Press Release
Survey Warns: 'Hard and Fast' Rule Could Adversely Affect Retirement Plans
WASHINGTON, DC In a new survey by the American Benefits Council, 85 percent of responding members believe U.S. retirement plans and their participants will be adversely affected by requirements that investment fund trades cease much earlier each day to accommodate the "hard and fast 4:00 p.m. trade cut-off" time currently being considered by the Securities and Exchange Commission (SEC). Of those responding, 83 percent also said that the retirement plans they sponsor or for which they provide services will be at a distinct disadvantage compared to other investors because the SEC proposals would require that different parties (such as broker/dealers, third-party recordkeepers, and bundled plans offered by mutual fund providers) will all have different trade cut-off times.

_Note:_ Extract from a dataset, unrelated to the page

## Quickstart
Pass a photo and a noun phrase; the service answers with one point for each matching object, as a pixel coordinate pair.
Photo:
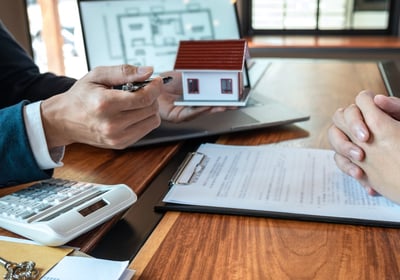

These measures and the independent investigations leading to an anticipated SEC proposal are the subject of the Senate Banking, Housing and Urban Affairs Committee's two-day "Review of Current Investigations and Regulatory Actions Regarding the Mutual Fund Industry." The SEC is expected to propose the "hard and fast 4:00 p.m. trade cut-off" rule in response to reported illegal mutual fund investment trades made after 4:00 p.m. Eastern Time. "While the Council agrees that these abuses should be addressed for the sake of all mutual fund investors," Council President James A. Klein said, "the SEC proposal would unfortunately place participants in retirement plans at a disadvantage compared to other investors.
"Instead of protecting investors, these rules would actually legitimize the very situation the SEC wants to stop," Klein continued. "The 4:00 p.m. close was designed to give every investor a fair chance to make trades as information of interest becomes available to them. The Council believes that the 'hard and fast' rule could require retirement plans which are not expected to receive an exemption under the SEC rule to close trading early in order to have enough time to process the requests. Essentially, this would reduce to a second-class status the millions of American workers and retirees currently participating in defined contribution retirement plans. 80 percent of Council members responding to our survey noted concern that trades under this regime would take more than one day and as many as three days to process."
In addition, participants in the Council survey said that plan costs would also be increased as a result of plan administrators facing far more expensive and complicated reconciliation issues (77 percent) and revisions to recordkeeping systems to adapt to the SEC proposed changes (78 percent). Additionally, 75 percent of respondents noted that plan participants would feel the brunt of these added expenses through plan fee increases.
The Council conducted the survey of both plan sponsor and service provider employee benefits professionals via the Internet between November 11 and November 13, 2003. Results from the survey are available on the Council's web site at: http://www.americanbenefitscouncil.org/services/surveys.htm.
Jan Jacobson, Council director, retirement policy, is available to comment further on these issues. Interviews can be arranged by contacting Deanna Johnson Keim, APR, Council director, communications, or Jason Hammersla, Council communications associate, by phone at 202-289-6700 or via e-mail at djkeim@abcstaff.org or jhammersla@abcstaff.org.
The American Benefits Council is the national trade association for companies concerned about federal legislation and regulations affecting all aspects of the employee benefits system. The Council's members represent the entire spectrum of the private employee benefits community and either sponsor directly or administer retirement and health plans covering more than 100 million Americans.